On Jun 15, 2013, at 2:38 PM, Fabrice Tourre wrote:
> Dear expert,
>
> How can I make follow codematrix function more faster?
>
> top20.dat <- top20.dat[,7:length(top20.dat[1,])]
> top40.dat <-
>
read.table("top40snps.ped",header=F,sep="\t",stringsAsFactors=F)
Did you attach a file with a non-'.txt' extension?
> row.names(top40.dat) <- top40.dat[,1]
> top40.dat <- top40.dat[,7:length(top40.dat[1,])]
> codematrix <- function(dat)
> {
> new.dat <- dat
> for(col in 1:length(dat[1,]))
> {
I'm guessing that using `ifelse` would be much faster than going column by
column and and then row by painful row through this testing with nested
`if(cond){conseq}else{alter}` . You should gain efficiency by setting up the
results of the `strsplit` operation on a full column at a time. Build a function
that would work one column at a time and then lapply it to the dataframe.
> tbl <- table(dat[,col])
> max.allel <- names(which(tbl==max(table(dat[,col]))))
> for(row in 1:length(dat[,1]))
> {
> if(dat[row,col]=="0 0")
> {
> new.dat[row,col]=NA
> }else{
> if(dat[row,col]==max.allel) {
> new.dat[row,col]=0
> }else{
> allele <- unlist(strsplit(
> as.character(dat[row,col])," "))
> if(allele[1]==allele[2]){
> new.dat[row,col]=2
> }else{
> new.dat[row,col]=1
You could leave the "==max.allelle" test on the outer of nested ifelse
operations to "overwrite" the resutls of the testing of the two
split-bits.

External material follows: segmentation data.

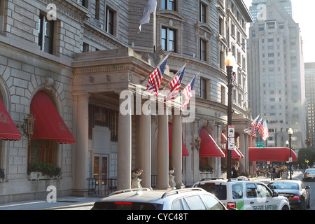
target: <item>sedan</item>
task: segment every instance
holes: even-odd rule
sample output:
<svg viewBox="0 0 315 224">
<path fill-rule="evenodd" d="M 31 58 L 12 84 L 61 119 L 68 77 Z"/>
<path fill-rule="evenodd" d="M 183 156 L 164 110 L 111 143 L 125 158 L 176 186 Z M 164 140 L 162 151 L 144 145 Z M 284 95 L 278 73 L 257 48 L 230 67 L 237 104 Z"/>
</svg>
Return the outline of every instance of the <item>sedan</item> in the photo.
<svg viewBox="0 0 315 224">
<path fill-rule="evenodd" d="M 306 210 L 309 208 L 309 186 L 295 180 L 276 180 L 270 181 L 268 187 L 280 195 L 286 197 L 292 209 Z"/>
<path fill-rule="evenodd" d="M 315 169 L 307 169 L 303 174 L 303 181 L 315 179 Z"/>
</svg>

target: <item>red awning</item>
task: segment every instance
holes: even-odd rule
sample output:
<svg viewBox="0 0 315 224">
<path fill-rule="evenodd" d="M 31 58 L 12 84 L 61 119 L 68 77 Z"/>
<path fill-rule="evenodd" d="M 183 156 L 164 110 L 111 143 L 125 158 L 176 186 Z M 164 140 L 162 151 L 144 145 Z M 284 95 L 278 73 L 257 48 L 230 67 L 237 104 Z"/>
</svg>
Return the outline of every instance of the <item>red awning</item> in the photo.
<svg viewBox="0 0 315 224">
<path fill-rule="evenodd" d="M 221 143 L 224 144 L 225 142 L 227 142 L 227 138 L 224 133 L 221 133 Z"/>
<path fill-rule="evenodd" d="M 249 161 L 288 161 L 290 149 L 285 147 L 249 148 Z M 295 153 L 291 150 L 293 161 L 298 161 Z"/>
<path fill-rule="evenodd" d="M 20 140 L 21 134 L 0 99 L 0 139 Z"/>
<path fill-rule="evenodd" d="M 36 119 L 31 139 L 52 140 L 59 144 L 75 143 L 68 127 L 45 92 L 39 91 L 34 96 L 31 113 Z"/>
<path fill-rule="evenodd" d="M 200 138 L 199 157 L 225 157 L 224 153 L 204 127 L 200 131 Z"/>
<path fill-rule="evenodd" d="M 237 154 L 239 155 L 241 159 L 244 158 L 244 156 L 243 153 L 241 153 L 241 152 L 239 150 L 239 148 L 238 148 L 237 147 L 235 147 L 235 150 L 237 151 Z"/>
<path fill-rule="evenodd" d="M 188 150 L 185 146 L 183 141 L 181 141 L 181 154 L 183 156 L 189 156 Z M 172 123 L 169 123 L 169 155 L 172 155 Z"/>
<path fill-rule="evenodd" d="M 227 156 L 226 155 L 226 150 L 225 150 L 225 157 Z M 241 151 L 239 150 L 239 149 L 237 148 L 237 147 L 234 147 L 234 150 L 232 150 L 232 159 L 244 159 L 244 155 L 243 153 L 241 153 Z"/>
</svg>

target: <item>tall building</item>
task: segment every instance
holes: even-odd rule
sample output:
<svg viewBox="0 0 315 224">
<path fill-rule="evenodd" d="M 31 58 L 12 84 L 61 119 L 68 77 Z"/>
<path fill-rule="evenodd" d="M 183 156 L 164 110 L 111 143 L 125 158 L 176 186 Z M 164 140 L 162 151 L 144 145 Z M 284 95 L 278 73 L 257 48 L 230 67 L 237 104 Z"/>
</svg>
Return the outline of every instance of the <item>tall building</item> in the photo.
<svg viewBox="0 0 315 224">
<path fill-rule="evenodd" d="M 307 138 L 315 146 L 315 62 L 305 63 L 305 95 L 307 100 Z"/>
<path fill-rule="evenodd" d="M 284 8 L 287 11 L 287 13 L 292 17 L 292 4 L 291 0 L 278 0 Z M 264 14 L 264 10 L 262 8 L 265 8 L 266 3 L 268 0 L 253 0 L 252 6 L 249 7 L 249 11 L 253 15 L 253 22 L 251 22 L 251 27 L 255 21 L 257 20 L 258 16 L 258 20 L 263 18 L 265 16 Z"/>
<path fill-rule="evenodd" d="M 266 146 L 285 146 L 292 127 L 292 146 L 301 148 L 306 137 L 302 39 L 299 24 L 284 4 L 266 1 L 262 7 L 266 20 L 256 20 L 249 29 L 249 107 L 253 115 L 267 120 Z"/>
</svg>

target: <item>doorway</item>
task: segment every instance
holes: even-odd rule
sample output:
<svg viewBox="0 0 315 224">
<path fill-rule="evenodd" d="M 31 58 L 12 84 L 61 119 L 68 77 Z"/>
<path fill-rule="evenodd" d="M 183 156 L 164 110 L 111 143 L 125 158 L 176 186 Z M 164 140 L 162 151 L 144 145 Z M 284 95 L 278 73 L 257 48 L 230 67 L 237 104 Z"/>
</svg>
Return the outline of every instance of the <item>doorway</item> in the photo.
<svg viewBox="0 0 315 224">
<path fill-rule="evenodd" d="M 104 154 L 94 155 L 93 178 L 95 180 L 95 191 L 99 194 L 105 194 L 107 190 L 107 174 L 108 155 Z"/>
</svg>

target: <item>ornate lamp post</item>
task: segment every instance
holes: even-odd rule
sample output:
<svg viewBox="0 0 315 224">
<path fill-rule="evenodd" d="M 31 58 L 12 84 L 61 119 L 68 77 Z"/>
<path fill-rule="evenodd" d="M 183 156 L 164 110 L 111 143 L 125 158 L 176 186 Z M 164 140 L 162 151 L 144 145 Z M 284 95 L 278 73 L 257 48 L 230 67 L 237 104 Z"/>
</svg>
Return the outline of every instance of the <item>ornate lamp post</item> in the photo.
<svg viewBox="0 0 315 224">
<path fill-rule="evenodd" d="M 289 157 L 289 166 L 290 166 L 290 180 L 292 180 L 292 156 L 291 156 L 291 136 L 293 134 L 293 130 L 292 128 L 288 130 L 288 134 L 289 134 L 289 149 L 290 149 L 290 157 Z"/>
<path fill-rule="evenodd" d="M 228 127 L 232 125 L 232 94 L 233 88 L 233 66 L 235 64 L 235 57 L 232 54 L 232 52 L 227 53 L 227 56 L 225 57 L 225 66 L 227 74 L 227 133 L 228 133 Z M 226 147 L 227 151 L 227 178 L 230 178 L 232 177 L 232 150 L 228 149 L 228 144 Z"/>
</svg>

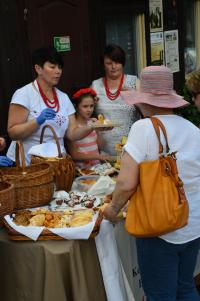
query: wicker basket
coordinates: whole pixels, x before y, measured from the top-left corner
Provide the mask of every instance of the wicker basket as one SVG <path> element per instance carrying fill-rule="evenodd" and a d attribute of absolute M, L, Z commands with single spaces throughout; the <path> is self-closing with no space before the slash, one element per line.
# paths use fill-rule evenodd
<path fill-rule="evenodd" d="M 52 167 L 54 174 L 54 182 L 56 184 L 56 190 L 69 191 L 72 187 L 73 180 L 75 178 L 75 164 L 69 155 L 63 155 L 61 153 L 58 137 L 54 129 L 50 125 L 45 125 L 41 132 L 40 143 L 43 142 L 45 129 L 50 129 L 53 133 L 54 140 L 58 149 L 58 157 L 39 157 L 31 156 L 31 164 L 39 162 L 48 162 Z"/>
<path fill-rule="evenodd" d="M 14 185 L 5 182 L 0 172 L 0 225 L 2 218 L 6 214 L 10 214 L 14 210 L 15 194 Z"/>
<path fill-rule="evenodd" d="M 16 142 L 16 167 L 2 167 L 1 171 L 4 181 L 14 184 L 15 209 L 33 208 L 51 201 L 54 183 L 49 164 L 26 166 L 24 148 L 19 141 Z"/>

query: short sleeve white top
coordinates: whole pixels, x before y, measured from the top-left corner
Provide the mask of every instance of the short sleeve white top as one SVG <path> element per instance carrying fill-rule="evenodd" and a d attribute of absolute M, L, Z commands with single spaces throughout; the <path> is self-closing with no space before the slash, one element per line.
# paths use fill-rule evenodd
<path fill-rule="evenodd" d="M 54 128 L 61 145 L 61 150 L 62 152 L 65 152 L 63 138 L 69 125 L 69 116 L 74 114 L 75 109 L 67 94 L 63 93 L 57 88 L 56 93 L 60 105 L 60 110 L 56 114 L 56 117 L 53 120 L 47 120 L 30 137 L 22 141 L 27 164 L 30 163 L 28 151 L 32 146 L 40 143 L 41 130 L 46 124 L 49 124 Z M 37 81 L 34 81 L 33 83 L 16 90 L 12 97 L 11 103 L 21 105 L 29 111 L 27 121 L 38 117 L 41 111 L 46 108 L 46 105 L 38 90 Z M 46 129 L 45 131 L 43 142 L 54 142 L 53 135 L 49 129 Z M 15 141 L 12 141 L 7 152 L 7 156 L 13 161 L 15 161 L 15 145 Z"/>
<path fill-rule="evenodd" d="M 122 89 L 136 88 L 137 77 L 135 75 L 125 75 Z M 122 136 L 127 136 L 131 125 L 138 119 L 134 106 L 124 103 L 119 95 L 114 101 L 110 100 L 106 95 L 103 78 L 99 78 L 92 82 L 92 88 L 96 91 L 99 101 L 96 104 L 96 113 L 103 114 L 106 119 L 110 119 L 113 123 L 120 123 L 120 127 L 114 128 L 112 131 L 101 132 L 105 142 L 104 151 L 115 155 L 115 144 L 120 143 Z M 115 91 L 111 91 L 115 92 Z"/>
<path fill-rule="evenodd" d="M 200 237 L 200 131 L 177 115 L 155 115 L 164 124 L 170 151 L 177 151 L 179 176 L 189 202 L 189 222 L 185 227 L 162 235 L 164 240 L 181 244 Z M 161 141 L 165 145 L 161 133 Z M 134 123 L 125 151 L 138 163 L 158 159 L 158 138 L 149 119 Z"/>

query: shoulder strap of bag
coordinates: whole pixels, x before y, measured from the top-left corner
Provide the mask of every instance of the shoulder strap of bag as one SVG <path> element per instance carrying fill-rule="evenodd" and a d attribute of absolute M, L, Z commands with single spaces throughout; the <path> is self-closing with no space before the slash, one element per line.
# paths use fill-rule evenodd
<path fill-rule="evenodd" d="M 156 117 L 151 117 L 151 122 L 153 124 L 153 127 L 155 129 L 155 132 L 156 132 L 156 135 L 158 137 L 158 141 L 159 141 L 159 154 L 162 154 L 163 153 L 163 145 L 161 143 L 161 140 L 160 140 L 160 129 L 162 130 L 163 132 L 163 135 L 165 137 L 165 141 L 166 141 L 166 150 L 167 150 L 167 153 L 169 152 L 169 144 L 168 144 L 168 139 L 167 139 L 167 132 L 166 132 L 166 129 L 165 129 L 165 126 L 164 124 Z"/>

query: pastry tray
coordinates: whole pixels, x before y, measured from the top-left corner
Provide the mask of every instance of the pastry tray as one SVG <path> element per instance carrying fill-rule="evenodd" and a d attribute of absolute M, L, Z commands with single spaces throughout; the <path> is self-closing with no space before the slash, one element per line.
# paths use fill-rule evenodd
<path fill-rule="evenodd" d="M 90 234 L 89 238 L 95 237 L 99 233 L 100 224 L 103 219 L 103 214 L 99 212 L 99 216 L 96 220 L 96 223 L 94 225 L 94 229 L 92 230 L 92 233 Z M 10 240 L 16 240 L 16 241 L 32 241 L 29 237 L 17 232 L 15 229 L 13 229 L 5 220 L 4 225 L 7 230 L 8 236 Z M 60 237 L 48 229 L 44 229 L 37 240 L 66 240 L 63 237 Z"/>

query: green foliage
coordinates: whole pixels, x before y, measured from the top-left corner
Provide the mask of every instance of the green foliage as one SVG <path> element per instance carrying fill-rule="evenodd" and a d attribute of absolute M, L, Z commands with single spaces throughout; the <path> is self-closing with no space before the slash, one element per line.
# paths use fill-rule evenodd
<path fill-rule="evenodd" d="M 187 89 L 186 85 L 184 85 L 180 94 L 183 96 L 183 98 L 186 101 L 190 102 L 191 104 L 188 107 L 177 109 L 176 113 L 178 115 L 181 115 L 185 119 L 190 120 L 195 125 L 199 125 L 200 124 L 200 113 L 198 112 L 196 106 L 194 105 L 194 102 L 192 100 L 192 95 L 191 95 L 190 91 Z"/>

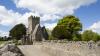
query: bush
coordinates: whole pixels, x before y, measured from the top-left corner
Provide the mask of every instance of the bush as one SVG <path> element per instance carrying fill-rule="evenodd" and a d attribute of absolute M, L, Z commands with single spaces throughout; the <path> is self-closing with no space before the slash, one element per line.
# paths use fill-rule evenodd
<path fill-rule="evenodd" d="M 92 30 L 86 30 L 83 32 L 82 34 L 82 40 L 83 41 L 98 41 L 99 39 L 99 35 L 95 32 L 93 32 Z"/>

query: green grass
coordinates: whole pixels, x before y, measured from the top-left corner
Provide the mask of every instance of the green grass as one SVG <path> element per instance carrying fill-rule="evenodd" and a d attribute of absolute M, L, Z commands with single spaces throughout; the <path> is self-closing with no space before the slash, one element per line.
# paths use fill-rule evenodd
<path fill-rule="evenodd" d="M 0 45 L 2 44 L 2 43 L 5 43 L 6 41 L 0 41 Z"/>

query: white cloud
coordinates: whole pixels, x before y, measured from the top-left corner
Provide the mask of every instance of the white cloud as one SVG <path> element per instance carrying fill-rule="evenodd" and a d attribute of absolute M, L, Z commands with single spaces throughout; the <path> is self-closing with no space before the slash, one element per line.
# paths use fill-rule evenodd
<path fill-rule="evenodd" d="M 2 30 L 0 30 L 0 36 L 8 36 L 9 35 L 9 32 L 4 32 Z"/>
<path fill-rule="evenodd" d="M 88 29 L 93 30 L 94 32 L 97 32 L 100 34 L 100 21 L 95 22 L 93 25 L 91 25 Z"/>
<path fill-rule="evenodd" d="M 9 26 L 16 24 L 16 20 L 21 16 L 17 12 L 7 10 L 4 6 L 0 6 L 0 24 Z"/>
<path fill-rule="evenodd" d="M 73 14 L 75 9 L 90 5 L 97 0 L 14 0 L 18 8 L 28 8 L 41 14 Z"/>
<path fill-rule="evenodd" d="M 57 25 L 57 23 L 45 23 L 44 24 L 46 28 L 50 29 L 50 30 L 53 30 L 53 28 Z"/>

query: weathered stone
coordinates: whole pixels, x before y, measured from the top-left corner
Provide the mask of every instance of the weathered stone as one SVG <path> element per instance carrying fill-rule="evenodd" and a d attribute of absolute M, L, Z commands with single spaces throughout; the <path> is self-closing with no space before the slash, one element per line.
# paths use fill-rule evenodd
<path fill-rule="evenodd" d="M 24 56 L 14 44 L 6 44 L 0 49 L 0 56 Z"/>

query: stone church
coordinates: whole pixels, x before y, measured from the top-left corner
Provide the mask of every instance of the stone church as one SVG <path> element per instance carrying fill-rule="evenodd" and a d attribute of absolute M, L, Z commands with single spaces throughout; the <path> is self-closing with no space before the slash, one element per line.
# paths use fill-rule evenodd
<path fill-rule="evenodd" d="M 23 39 L 24 44 L 48 40 L 48 33 L 45 27 L 40 26 L 40 17 L 30 16 L 28 18 L 27 35 Z"/>

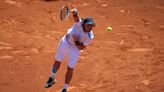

But I would make it a %in%-test so that it won't fail when mor
than one maximum occur.
Perhaps (untested and a lot of guesswork):
testsplitfunc <- function(col){
temptbl <- table(col)
tempspl <- strsplit(as.character(col) , split=" ")
allele <-cbind( sapply(temp, "[", 1),
sapply(temp, "[", 2) )
res <- ifelse ( col %in% names(temptbl)[ which(tbl==max(temptbl))] ,
0,
ifelse( allele[,1]==allele[,2], 2, 1) )
is.na(res) <- col=="0 0"
}
code.top20 <- do.call(cbind, lapply(top20.dat, testsplitfunc) )
> }
> }
> }
> }
> #})
> cat(paste(col," ",sep=""))
> }
> return(new.dat)
> }
> code.top20 <- codematrix(top20.dat)
In the absence of a problem description I will leave the details
unaddressed.>
> [[alternative HTML version deleted]]
David Winsemius
Alameda, CA, USA